Knowing nothing about fantasy basketball, I would have assumed LeBron, Durant, and Curry would be at the top of the list for last season. Here’s the top five in terms of the ESPN Player Rater for the 2015-16 season:
Well, I wasn’t far off. LeBron would be at #8. The number we care about, of course, is the % difference between Curry and Harden. That’s 25.33%.
On to the NHL.
I know even less about hockey, but I’ve heard of Kane, Ovechkin and Crosby, so I’m glad to see them in the top five of ESPN’s player rater. I haven’t heard of the other two and I’m surprised to see a defenseman in there, given that they generally don’t score goals or assists right? Again, I am out of my element here. Anyway, the difference between Kane and Ovechkin is just 9.23%, so Kane isn’t going to win this.
Next is the NFL.
You might have heard of this little professional sports league. They play games on Sundays in the autumn. I’ve played enough fantasy football to know that quarterbacks dominate the scoring every year, so the fact that there are four quarterbacks in the top five from 2016’s ESPN standard scoring points list doesn’t surprise me. David Johnson was able to sneak in there as a running back. Rodgers’ lead over Matty Ice isn’t enough in this competition of the best of the best, with just a 9.28% advantage.

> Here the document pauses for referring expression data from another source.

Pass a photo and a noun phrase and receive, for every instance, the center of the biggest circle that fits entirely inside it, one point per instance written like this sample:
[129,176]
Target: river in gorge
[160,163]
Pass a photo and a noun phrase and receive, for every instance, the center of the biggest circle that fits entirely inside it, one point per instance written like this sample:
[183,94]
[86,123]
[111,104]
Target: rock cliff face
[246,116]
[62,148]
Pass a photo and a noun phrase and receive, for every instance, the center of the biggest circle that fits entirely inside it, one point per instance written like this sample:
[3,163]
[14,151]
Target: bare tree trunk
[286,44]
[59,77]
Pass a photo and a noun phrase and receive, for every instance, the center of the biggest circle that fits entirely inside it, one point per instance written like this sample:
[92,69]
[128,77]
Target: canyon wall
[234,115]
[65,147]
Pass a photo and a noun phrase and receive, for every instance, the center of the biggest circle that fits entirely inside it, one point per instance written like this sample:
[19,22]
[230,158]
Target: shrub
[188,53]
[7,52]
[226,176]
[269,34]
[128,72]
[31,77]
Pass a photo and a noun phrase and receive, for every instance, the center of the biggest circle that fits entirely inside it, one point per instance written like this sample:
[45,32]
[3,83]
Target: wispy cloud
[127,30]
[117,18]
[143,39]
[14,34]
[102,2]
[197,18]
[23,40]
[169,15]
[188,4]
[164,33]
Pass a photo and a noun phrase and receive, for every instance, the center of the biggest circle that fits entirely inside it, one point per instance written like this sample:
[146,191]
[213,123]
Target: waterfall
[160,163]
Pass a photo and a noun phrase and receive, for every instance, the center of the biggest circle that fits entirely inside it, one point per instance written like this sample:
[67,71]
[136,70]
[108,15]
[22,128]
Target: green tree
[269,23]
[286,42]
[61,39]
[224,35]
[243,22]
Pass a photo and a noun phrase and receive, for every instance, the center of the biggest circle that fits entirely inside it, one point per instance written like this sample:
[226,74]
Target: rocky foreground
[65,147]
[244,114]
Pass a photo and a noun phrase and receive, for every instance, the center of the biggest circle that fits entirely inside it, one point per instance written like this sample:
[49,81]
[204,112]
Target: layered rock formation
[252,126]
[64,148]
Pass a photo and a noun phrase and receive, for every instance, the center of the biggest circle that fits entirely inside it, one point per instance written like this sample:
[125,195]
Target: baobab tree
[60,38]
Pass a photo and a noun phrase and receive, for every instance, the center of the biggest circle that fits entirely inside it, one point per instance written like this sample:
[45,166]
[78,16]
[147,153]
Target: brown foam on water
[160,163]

Finally, my favorite professional sport, Major League Baseball
I must be honest and admit that I forgot that my favorite player, Mookie Betts, was actually number one on ESPN’s player rater in 2016. Trout wasn’t even number two because that belonged to Jose Altuve. The gap between Mookie and Altuve was a measly 1.09%. That means our search is now over.
Steph Curry was the best fantasy asset of 2016, by a huge margin.
I suspect that if we stretch this exercise out to the last 3-5 years instead of just one, Mike Trout would win by a large margin, but unfortunately, I don’t have that data available. For just this one season, Curry is the champ. I will check back next year to see if he can retain his crown. Tschus!